Calcium supplementation at 1,200 mg per day has also shown meaningful reductions in premenstrual depression, fatigue, and pain in controlled trials. Even 500 mg daily produced benefits compared to placebo in a two-month study.
Cyclothymia and Rapid-Cycling Bipolar
These conditions are typically managed with mood-stabilizing medications rather than antidepressants alone, since antidepressants can sometimes accelerate cycling in people with bipolar spectrum disorders. Treatment focuses on reducing the frequency and intensity of mood swings over time. Consistent sleep schedules and stress management play a supporting role, since disrupted sleep is one of the most reliable triggers for a new mood episode in bipolar spectrum conditions.

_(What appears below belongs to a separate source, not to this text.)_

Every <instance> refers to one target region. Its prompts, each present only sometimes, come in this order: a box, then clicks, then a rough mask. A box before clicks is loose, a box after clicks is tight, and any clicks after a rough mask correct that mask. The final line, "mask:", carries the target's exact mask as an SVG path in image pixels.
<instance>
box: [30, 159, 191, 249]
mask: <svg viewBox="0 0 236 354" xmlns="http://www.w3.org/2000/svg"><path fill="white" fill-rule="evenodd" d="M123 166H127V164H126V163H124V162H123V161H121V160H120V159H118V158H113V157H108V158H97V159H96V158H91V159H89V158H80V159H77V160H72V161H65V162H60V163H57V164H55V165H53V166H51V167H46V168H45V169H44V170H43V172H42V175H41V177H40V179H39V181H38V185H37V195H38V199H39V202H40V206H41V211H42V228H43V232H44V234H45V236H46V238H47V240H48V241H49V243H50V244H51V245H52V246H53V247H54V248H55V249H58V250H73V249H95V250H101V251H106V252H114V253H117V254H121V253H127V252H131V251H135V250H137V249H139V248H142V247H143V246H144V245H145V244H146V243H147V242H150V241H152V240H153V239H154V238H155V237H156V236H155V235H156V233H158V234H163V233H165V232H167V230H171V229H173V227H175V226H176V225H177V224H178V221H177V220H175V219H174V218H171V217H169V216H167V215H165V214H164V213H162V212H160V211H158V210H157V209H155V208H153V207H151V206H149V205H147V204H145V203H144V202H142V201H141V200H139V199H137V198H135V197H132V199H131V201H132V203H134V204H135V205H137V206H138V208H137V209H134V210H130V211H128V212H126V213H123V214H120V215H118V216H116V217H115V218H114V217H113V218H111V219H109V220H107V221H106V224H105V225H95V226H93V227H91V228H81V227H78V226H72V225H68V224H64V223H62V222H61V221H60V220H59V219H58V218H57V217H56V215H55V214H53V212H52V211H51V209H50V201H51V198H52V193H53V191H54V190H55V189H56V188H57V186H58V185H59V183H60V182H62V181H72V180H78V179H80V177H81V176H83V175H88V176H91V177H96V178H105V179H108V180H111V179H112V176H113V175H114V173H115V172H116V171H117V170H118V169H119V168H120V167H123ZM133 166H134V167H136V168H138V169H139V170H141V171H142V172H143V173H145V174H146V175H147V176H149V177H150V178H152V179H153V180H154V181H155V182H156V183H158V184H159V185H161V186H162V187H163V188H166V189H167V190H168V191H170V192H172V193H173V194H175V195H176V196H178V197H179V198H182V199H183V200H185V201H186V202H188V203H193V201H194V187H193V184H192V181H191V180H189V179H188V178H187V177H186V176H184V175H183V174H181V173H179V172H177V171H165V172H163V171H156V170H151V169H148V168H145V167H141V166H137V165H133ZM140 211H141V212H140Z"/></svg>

Tracking Patterns to Get the Right Diagnosis
One of the biggest challenges with cyclical depression is that it’s easy to mistake for ordinary major depression, especially if you happen to see a doctor during a low phase. If your depression seems to come and go, the most valuable thing you can do is keep a daily mood log for two to three months. Note your mood on a simple 1-to-10 scale, your menstrual cycle if applicable, the time of year, your sleep, and any major stressors. This kind of record makes patterns visible that are hard to see in the moment and gives a clinician the information they need to distinguish between conditions that look similar on any single day but require very different treatment approaches.